Blithewood Garden: Celebrate the Present

BLITHEWOOD IS POSSIBLY the most beautiful spot we have on campus. It is the place where the Bard community holds many special events, academic classes, group tours, seminars, and receptions. It is also where the local community comes to hike, recreate, and simply soak up the landscape and relax. Blithewood is Bard’s Central Park, an outdoor place for all ages to enjoy. Bard is fortunate to have such a valuable, beautiful and historic site to showcase and call its own. The house you see today was built by Captain Andrew C. Zabriskie (1853–1916) and his wife, Frances Hunter Zabriskie (d. 1951), who purchased the property in 1899. They commissioned Francis L. V. Hoppin (1867–1941), of the architectural firm Hoppin & Koen, to design a house and garden.

Blithewood Garden is a quintessentially architectural garden. Built during the Gilded Age (1870–1900), it follows the traditional Italianate design, with paths on geometric axes, symmetrical beds, a central water feature, statuary, marble ornaments, and walls that form an enclosure, creating a green “room.” The main axis of the sunken, rectangular garden and its terraces terminates at a pavilion overlooking the Hudson River. Hoppin wanted the walled garden to create a sense of solitude, a haven, for its owners. During an interview in 1903, Hoppin expressed his thoughts about the relationship between the house and garden, saying that both “are properly parts of a single design . . . rather than afterthoughts.”

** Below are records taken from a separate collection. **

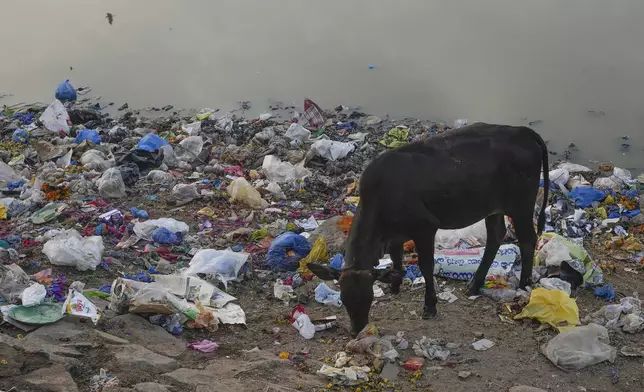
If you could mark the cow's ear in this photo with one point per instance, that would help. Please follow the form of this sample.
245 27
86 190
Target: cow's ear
323 272
383 275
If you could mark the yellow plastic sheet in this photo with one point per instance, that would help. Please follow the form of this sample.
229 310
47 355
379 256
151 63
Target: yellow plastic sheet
554 307
318 253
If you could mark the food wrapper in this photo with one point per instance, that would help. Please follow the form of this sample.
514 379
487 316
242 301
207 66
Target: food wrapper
77 304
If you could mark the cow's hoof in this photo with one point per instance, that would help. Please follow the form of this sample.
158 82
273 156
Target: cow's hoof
472 289
429 313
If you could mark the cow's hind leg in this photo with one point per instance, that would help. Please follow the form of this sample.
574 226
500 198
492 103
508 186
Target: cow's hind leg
527 237
495 226
396 253
425 247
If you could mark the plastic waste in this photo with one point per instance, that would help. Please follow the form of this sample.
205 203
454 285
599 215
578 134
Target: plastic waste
302 322
55 118
277 257
283 291
111 184
69 249
332 150
579 347
324 295
223 264
88 134
337 262
185 193
151 142
275 190
483 345
192 129
65 91
240 190
77 304
33 295
20 136
461 264
144 230
282 172
189 148
159 177
96 160
554 307
297 132
164 236
555 252
205 346
555 284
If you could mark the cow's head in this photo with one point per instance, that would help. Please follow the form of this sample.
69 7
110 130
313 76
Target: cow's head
356 290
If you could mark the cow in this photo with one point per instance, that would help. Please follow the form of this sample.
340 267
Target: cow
447 181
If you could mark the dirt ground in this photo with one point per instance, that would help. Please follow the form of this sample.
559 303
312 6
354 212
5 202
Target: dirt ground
514 360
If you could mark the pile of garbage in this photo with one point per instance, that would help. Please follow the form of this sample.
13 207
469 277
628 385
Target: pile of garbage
275 193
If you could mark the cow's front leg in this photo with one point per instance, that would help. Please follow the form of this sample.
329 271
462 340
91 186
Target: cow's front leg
425 248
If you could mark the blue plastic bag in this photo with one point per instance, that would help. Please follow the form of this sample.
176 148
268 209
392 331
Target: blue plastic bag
88 134
584 196
164 236
277 258
337 262
151 142
20 136
65 91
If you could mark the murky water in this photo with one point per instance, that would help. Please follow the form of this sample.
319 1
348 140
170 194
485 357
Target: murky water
496 60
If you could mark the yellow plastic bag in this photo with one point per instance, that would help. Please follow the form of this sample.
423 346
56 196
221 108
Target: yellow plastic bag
317 253
554 307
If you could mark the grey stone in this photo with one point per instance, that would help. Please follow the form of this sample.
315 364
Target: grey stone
14 359
110 339
525 388
140 331
139 358
51 379
151 387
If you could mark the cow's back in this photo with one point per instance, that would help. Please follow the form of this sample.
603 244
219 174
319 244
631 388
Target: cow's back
460 176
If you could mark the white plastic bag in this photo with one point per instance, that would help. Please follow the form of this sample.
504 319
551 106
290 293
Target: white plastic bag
555 253
281 172
189 149
192 129
77 304
144 230
578 347
283 291
223 264
111 184
297 132
69 249
33 295
240 190
55 117
304 326
185 193
332 150
448 239
96 160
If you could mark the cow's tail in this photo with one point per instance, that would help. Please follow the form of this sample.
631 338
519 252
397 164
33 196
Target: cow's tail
541 222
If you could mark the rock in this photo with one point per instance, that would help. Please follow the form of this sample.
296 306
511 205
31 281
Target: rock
525 388
51 379
139 358
14 359
110 339
140 331
150 387
464 375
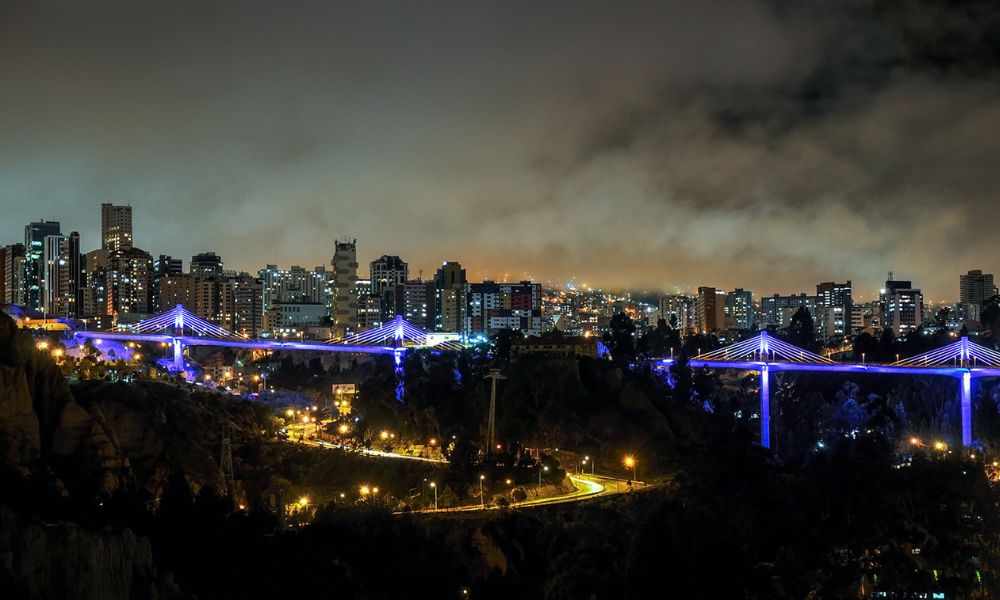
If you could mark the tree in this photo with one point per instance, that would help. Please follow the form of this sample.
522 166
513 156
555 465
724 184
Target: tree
620 339
800 329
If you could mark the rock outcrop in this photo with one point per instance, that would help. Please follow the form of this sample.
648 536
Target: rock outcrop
64 560
39 418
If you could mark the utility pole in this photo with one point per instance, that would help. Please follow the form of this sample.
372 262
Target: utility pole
491 426
226 465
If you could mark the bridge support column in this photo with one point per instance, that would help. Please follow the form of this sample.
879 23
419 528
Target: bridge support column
397 355
178 355
765 408
966 409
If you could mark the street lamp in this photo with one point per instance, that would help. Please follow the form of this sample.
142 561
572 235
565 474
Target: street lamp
540 475
629 463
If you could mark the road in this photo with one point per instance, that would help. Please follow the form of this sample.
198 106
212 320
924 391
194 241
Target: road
586 486
298 434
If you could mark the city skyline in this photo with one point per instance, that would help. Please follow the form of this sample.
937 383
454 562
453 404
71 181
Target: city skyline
427 273
760 147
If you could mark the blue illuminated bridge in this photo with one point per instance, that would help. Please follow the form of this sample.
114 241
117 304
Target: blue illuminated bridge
179 328
962 360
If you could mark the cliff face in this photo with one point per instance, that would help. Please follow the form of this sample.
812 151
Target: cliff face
63 560
39 418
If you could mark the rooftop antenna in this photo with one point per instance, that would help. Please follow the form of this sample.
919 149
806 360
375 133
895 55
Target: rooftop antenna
226 465
491 426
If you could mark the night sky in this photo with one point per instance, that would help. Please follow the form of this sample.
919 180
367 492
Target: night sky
768 145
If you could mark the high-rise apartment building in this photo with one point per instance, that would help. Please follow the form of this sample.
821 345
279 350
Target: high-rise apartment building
12 274
494 307
679 309
974 289
904 310
345 279
449 285
77 287
739 309
830 293
129 282
369 306
34 262
388 272
295 285
415 301
833 319
116 227
777 311
709 310
206 265
55 280
247 312
164 266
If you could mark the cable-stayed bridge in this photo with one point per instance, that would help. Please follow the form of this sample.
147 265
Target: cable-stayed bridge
962 360
180 328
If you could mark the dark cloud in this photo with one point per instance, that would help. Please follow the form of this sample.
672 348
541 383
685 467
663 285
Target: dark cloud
757 144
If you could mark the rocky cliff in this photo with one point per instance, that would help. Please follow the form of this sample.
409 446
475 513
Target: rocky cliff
40 421
64 560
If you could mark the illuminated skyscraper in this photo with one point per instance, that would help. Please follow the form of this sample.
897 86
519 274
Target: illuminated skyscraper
34 263
449 281
974 288
116 227
387 272
345 293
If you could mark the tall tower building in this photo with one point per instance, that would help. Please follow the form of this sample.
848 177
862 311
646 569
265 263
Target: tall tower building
386 272
975 287
449 281
739 309
116 227
77 275
709 310
345 279
55 275
12 274
206 265
34 260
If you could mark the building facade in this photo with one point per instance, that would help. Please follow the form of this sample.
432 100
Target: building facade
345 293
494 307
116 227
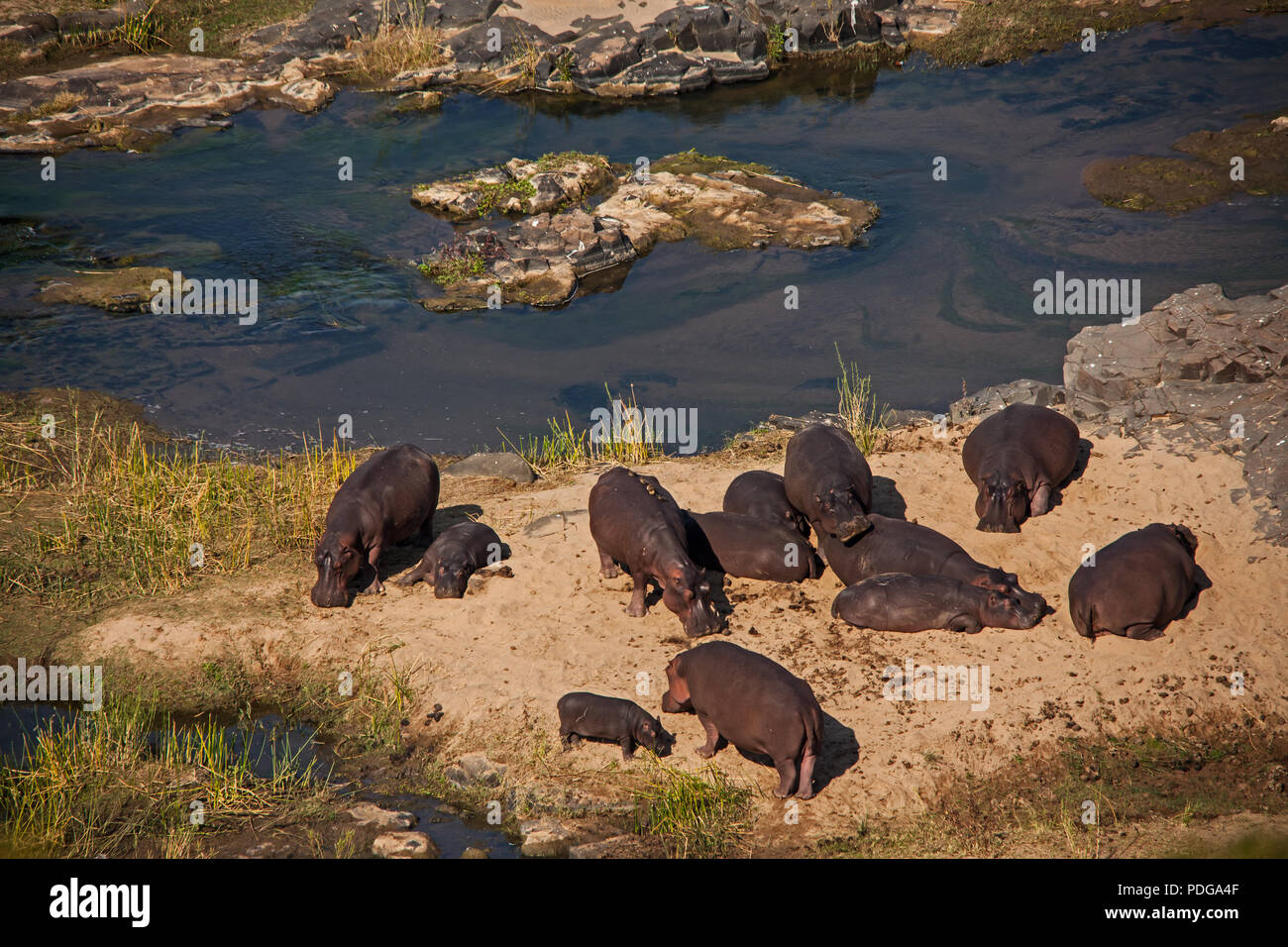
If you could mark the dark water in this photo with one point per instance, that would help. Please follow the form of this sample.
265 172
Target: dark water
940 295
271 745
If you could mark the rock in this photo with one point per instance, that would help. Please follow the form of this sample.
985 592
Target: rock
404 845
996 397
476 770
372 814
1193 368
545 838
115 290
509 466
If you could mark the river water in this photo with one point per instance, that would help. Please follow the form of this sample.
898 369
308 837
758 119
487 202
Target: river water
940 294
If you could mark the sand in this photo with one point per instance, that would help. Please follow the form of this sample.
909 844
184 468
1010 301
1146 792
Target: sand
498 659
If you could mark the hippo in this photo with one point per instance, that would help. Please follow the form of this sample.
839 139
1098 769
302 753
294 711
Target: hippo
902 602
761 495
455 556
755 703
635 522
1140 582
387 499
897 545
750 548
1017 459
610 718
827 478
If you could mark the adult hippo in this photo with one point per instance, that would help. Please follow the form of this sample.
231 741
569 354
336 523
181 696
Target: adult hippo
755 703
1140 582
1017 459
622 722
827 478
902 602
387 499
750 548
761 493
897 545
454 557
636 523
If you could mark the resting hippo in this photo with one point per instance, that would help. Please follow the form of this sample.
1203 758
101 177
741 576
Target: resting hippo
1140 582
387 499
900 602
761 495
755 703
827 479
750 548
610 718
635 522
455 556
1017 459
897 545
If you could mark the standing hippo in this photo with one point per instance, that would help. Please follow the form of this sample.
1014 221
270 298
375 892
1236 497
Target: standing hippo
761 495
897 545
1140 582
610 718
455 556
755 703
1017 459
750 548
635 522
901 602
387 499
827 478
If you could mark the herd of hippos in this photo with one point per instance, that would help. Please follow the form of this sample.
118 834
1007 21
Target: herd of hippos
900 577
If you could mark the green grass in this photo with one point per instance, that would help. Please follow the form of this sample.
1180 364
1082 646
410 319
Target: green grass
121 783
858 407
698 814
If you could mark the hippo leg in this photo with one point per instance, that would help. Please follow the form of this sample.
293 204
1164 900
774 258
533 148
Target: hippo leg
708 749
376 586
1039 501
636 608
965 622
606 567
805 785
786 777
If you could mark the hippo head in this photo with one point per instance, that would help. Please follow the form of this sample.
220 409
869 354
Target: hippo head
339 562
652 735
688 594
1185 538
1010 609
1003 502
841 514
1009 583
677 699
450 579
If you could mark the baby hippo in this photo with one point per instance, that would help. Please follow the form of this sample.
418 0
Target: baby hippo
900 602
610 718
454 557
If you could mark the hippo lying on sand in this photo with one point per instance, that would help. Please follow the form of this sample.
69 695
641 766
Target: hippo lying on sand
1017 459
750 548
387 499
610 718
755 703
828 479
454 557
636 523
897 545
1140 582
761 495
900 602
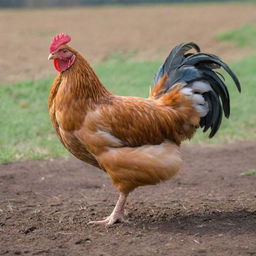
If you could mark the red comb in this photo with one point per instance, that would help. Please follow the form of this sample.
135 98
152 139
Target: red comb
58 41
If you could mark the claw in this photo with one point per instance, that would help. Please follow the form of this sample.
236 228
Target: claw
110 220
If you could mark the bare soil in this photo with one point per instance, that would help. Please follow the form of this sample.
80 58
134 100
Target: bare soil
208 209
148 32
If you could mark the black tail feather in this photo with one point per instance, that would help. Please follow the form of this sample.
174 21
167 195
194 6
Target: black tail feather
187 68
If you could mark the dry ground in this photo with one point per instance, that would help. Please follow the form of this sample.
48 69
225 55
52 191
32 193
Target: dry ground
149 31
208 209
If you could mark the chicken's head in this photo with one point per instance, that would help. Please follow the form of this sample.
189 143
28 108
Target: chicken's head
61 53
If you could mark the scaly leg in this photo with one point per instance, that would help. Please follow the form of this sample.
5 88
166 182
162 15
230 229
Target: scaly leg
117 215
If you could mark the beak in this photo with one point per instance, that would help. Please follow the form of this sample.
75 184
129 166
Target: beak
51 56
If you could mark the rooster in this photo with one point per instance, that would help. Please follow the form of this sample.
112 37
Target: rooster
136 140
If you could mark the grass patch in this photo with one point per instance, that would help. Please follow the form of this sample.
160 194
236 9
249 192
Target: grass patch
26 132
244 36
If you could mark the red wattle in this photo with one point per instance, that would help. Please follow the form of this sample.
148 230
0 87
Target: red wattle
56 65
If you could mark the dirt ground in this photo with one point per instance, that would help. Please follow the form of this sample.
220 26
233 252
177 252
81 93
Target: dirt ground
149 32
208 209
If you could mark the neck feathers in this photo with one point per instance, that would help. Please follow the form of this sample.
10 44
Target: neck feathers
83 82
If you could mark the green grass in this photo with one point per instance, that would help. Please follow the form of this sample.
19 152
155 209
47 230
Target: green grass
26 132
243 36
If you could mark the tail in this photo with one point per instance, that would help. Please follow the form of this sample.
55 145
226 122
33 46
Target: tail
198 81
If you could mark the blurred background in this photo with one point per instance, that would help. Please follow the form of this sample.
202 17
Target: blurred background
125 41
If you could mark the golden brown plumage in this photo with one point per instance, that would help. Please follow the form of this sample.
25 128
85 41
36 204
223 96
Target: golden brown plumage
135 140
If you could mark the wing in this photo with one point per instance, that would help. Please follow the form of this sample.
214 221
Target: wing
132 122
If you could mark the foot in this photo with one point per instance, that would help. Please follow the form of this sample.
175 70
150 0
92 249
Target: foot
110 220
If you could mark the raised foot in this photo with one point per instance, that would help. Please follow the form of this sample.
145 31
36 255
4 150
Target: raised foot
110 220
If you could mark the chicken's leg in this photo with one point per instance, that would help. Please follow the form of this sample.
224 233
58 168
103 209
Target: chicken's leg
117 215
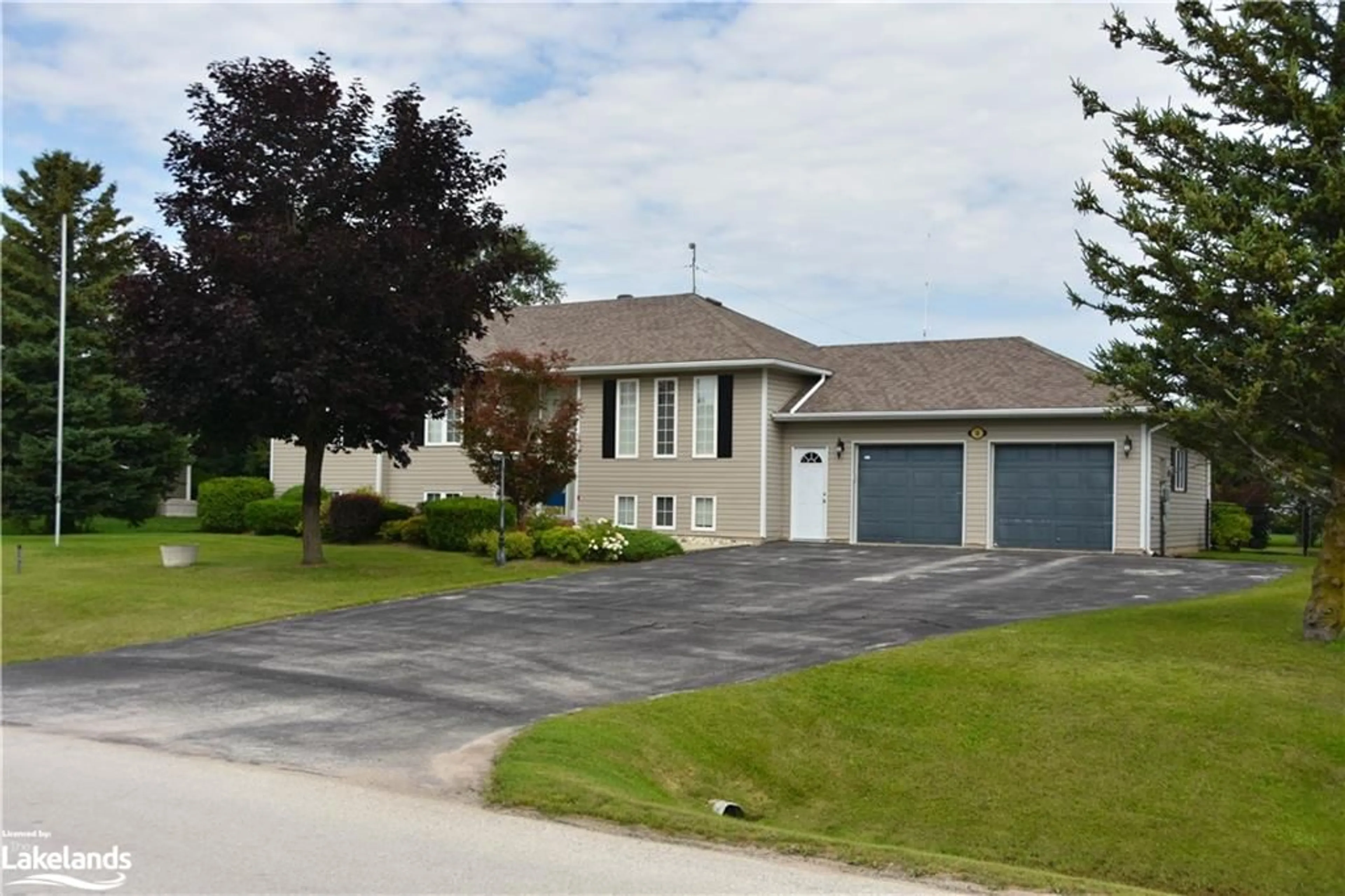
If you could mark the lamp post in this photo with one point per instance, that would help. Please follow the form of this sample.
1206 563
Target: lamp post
502 456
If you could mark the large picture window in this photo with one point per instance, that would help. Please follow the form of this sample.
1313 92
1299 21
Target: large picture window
706 416
665 418
447 427
627 418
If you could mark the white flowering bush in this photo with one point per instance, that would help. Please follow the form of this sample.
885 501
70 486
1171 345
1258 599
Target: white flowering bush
606 543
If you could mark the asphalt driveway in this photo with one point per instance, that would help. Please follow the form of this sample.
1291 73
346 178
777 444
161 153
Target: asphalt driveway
388 691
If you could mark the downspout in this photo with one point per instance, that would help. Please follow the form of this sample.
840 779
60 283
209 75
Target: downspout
765 461
575 483
1148 443
1144 488
809 395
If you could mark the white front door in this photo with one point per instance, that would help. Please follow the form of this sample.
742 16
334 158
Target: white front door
809 494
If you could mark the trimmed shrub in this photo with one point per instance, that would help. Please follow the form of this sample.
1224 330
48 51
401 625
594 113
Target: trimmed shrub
643 544
393 510
1230 526
274 517
563 543
413 531
296 493
453 521
606 543
356 517
222 502
544 520
518 545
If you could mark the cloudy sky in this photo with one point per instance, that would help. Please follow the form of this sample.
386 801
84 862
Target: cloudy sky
829 160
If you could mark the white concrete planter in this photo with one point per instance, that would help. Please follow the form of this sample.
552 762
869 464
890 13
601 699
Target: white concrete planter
177 556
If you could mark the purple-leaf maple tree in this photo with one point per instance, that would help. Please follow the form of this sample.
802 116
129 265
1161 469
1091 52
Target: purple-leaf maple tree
334 262
524 404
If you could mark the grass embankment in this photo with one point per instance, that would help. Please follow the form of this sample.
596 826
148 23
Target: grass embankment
1195 747
109 590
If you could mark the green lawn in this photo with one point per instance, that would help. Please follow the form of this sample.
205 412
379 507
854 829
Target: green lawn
107 590
1195 747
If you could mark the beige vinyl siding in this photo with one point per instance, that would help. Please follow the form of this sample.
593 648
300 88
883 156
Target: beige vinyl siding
735 482
432 469
342 471
782 387
1185 513
977 459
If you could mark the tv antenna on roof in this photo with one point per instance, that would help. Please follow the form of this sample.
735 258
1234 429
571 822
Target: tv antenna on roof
925 331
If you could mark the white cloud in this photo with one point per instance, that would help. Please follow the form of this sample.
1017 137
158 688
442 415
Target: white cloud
826 159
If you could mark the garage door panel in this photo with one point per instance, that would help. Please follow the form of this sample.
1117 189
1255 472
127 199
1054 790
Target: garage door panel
910 494
1054 496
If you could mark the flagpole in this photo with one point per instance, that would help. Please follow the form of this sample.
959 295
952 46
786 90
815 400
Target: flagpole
61 379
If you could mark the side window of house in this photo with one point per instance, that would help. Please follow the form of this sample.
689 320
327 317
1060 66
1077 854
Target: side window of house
627 418
626 512
665 512
446 428
703 513
712 419
665 418
1180 462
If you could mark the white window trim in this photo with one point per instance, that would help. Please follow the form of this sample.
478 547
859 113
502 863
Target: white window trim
1181 470
656 430
654 518
635 414
715 513
458 416
696 420
635 513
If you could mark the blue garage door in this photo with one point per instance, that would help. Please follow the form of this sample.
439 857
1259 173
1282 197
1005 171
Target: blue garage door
1058 496
910 494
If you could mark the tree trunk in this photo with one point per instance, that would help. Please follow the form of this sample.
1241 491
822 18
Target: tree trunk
314 451
1324 619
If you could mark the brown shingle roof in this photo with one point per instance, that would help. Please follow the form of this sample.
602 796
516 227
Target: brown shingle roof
645 330
956 374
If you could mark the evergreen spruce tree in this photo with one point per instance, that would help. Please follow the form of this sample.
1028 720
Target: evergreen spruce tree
116 463
1235 211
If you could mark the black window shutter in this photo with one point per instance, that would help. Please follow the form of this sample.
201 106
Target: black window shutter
725 447
610 419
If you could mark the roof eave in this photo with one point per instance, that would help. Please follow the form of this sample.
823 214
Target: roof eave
985 414
733 364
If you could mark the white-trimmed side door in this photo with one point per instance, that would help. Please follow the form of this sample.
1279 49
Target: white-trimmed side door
809 494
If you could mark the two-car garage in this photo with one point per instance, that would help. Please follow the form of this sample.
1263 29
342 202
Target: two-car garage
1052 496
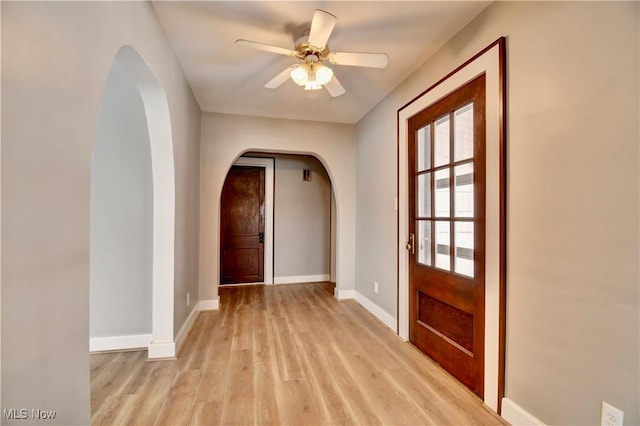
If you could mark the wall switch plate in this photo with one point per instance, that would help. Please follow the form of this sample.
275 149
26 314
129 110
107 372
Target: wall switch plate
611 416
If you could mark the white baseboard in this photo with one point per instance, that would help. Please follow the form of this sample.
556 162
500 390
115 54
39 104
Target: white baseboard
344 294
518 416
119 343
162 350
209 305
186 327
301 279
386 318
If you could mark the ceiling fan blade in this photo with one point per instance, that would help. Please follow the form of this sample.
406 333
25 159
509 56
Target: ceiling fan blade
372 60
265 47
334 87
280 79
321 27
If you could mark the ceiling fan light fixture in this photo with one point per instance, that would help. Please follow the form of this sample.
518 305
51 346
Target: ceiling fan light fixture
299 75
324 74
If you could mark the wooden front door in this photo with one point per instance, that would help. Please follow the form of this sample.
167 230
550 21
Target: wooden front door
447 232
242 226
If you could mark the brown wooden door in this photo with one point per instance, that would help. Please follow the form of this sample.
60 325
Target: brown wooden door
447 227
242 226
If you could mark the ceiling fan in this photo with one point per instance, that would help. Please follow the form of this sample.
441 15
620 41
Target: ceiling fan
312 50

Blithewood’s formal garden, lawn, and woodlands contain remnants of vegetation that once existed around much of the estate. Historically, Frances Hunter Zabriskie, who was an enthusiastic gardnerer, would have included clipped evergreens, tree peonies, tulips, irises, hyacinths, gladiola, daffodils, phlox, delphiniums, lavender, forget-me- nots, ivy, butterfly bush, rhododendrons, lilacs, wisteria, and rugosa and climbing roses, as well as maintained turf. Many of these species are still grown in the garden today. There was no singular color scheme. Potted annuals also grace the garden each year. The nearby woodlands contain remnants of vegetation that once existed around much of the estate.

In November 2016, the Friends of the Landscape and Arboretum Program at Bard joined forces with the Garden Conservancy to create The Friends of Blithewood Garden. We’re working together to plan a rehabilitation project to make much needed repairs. The Garden Conservancy’s role is to assist in project planning and management and guidance on options for rehabilitation. They will also use their national network to raise visibility and provide promotional support for the project. Blithewood Garden was included in the Garden Conservancy’s 2017 Open Days Directory.